Sunday, May 16, 2010

Hodges-Lehmann Estimator

According to Wikipedia, "the Hodges–Lehmann estimator is a method of robust estimation. The principal form of this estimator is used to give an estimate of the difference between the values in two sets of data. If the two sets of data contain m and n data points respectively, m × n pairs of points (one from each set) can be formed and each pair gives a difference of values. The Hodges–Lehmann estimator for the difference is defined as the median of the m × n differences.
A second type of estimate which has also been called by the name "Hodges–Lehmann" relates to defining a location estimate for a single dataset. In this case, if the dataset contains n data points, it is possible to define n(n + 1)/2 pairs within the data set, allowing each item to pair with itself. The average value is calculated for each pair and the final estimate of location is the median of the n(n + 1)/2 averages.(Note that the two-sample Hodges–Lehmann estimator does not estimate the difference of the means or the difference of the medians (it estimates the median of the differences, which, if the underlying distributions are asymmetric, is a different quantity), while the one-sample Hodges–Lehmann estimator does not estimate either the mean or the median.)"

I first time heard this estimator was in a pharmacokinetic bioequivalence study where we had to compare the Tmax between two groups. Typically, we don't need to compare the Tmax between treatment groups since the bioequivalence is typically based on AUC (area under the plasma-concentration curve) and/or Cmax (maximum concentration). Assessment of tmax was mandatory only if
  • either a clinical claim was made (e.g., rapid onset like for some analgetics),
  • or based on safety grounds (e.g., IR nifedipine).

Tmax is the time to reach the maximum concentration (Cmax) after the drug administration. Tmax data is certainly not following the normal distribution and is usually taking only several pre-specified the sampling time point (depending on how many time points are specified in obtaining the PK profile).In this case, a distribution free non-parametric test needs to be used. Hodges-Lehmann estimator can fit into this situation. In addition to Tmax, Hodges-Lehmann can also be used to test the difference for Thalf (t1/2).

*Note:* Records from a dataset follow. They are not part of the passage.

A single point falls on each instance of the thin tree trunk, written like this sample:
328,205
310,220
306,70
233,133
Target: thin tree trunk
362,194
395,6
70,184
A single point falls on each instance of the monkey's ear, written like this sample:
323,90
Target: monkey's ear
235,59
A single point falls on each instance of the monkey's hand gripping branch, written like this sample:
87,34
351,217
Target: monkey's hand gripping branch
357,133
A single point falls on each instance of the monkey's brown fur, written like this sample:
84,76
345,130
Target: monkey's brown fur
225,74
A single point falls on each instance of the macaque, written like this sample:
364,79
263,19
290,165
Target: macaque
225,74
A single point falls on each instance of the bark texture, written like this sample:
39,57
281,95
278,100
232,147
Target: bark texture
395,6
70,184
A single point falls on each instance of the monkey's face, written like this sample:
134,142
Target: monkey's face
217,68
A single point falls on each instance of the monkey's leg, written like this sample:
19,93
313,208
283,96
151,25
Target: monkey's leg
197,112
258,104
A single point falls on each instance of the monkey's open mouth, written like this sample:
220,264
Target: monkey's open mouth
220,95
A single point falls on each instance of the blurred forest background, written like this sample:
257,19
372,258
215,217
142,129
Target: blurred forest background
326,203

In old days, we have to write the SAS program by ourselves. In the latest version of SAS 9.2, Proc NPAR1WAY can be used for calculating the Hodges-Lehmann estimator and its confidence interval. See Hodges-Lehmann Estimation of Location Shift  for details about the calculation and an example of "Hodges-Lehmann Estimation" from SAS website.

With HL statement and Exact HL statement in SAS Proc NPAR1WAY, Hodges-Lehmann estimator (location shift) can be estimated and its confidence intervals (asymptotic (Moses) for large sample and Exact in small sample situation) are provided. However, SAS procedure does not provide the p-value. The p-value may be obtained from Wilcoxin Rank Sum test.

Also see a newer post regarding "Hodges-Lehmann estimator of location shift: median of differences versus the difference in medians or median difference"

4 comments:

Anonymous said...

Hi,
I was trying to find some information on Hodges-Lehmann estimator and ran into your blog. Would you be able to shed some light on which value to report in scientific journal - the HL estimator or simple Median?

I have done hypotheses testing (in MINITAB) using Wilcoxon signed rank test, which computes HL estimator. This HL estimator then becomes "Estimated Median", and is different from simple median. I am confused which of these values to report in scientific journal.

Thanks,
S Giri,
The Ohio State University

Web blog from Dr. Deng said...

This is the same issue whether or not you report the mean vs. least squares mean (mean and LS mean may not be the same).

It might be better to report both (median and HL median).

Anonymous said...

Thank you.

best regard,
S Giri

Allen Fleishman said...

The Wilcoxon test compares the mean rank of the two groups. Is the H-L estimator, which is the median, related to the difference in mean ranks?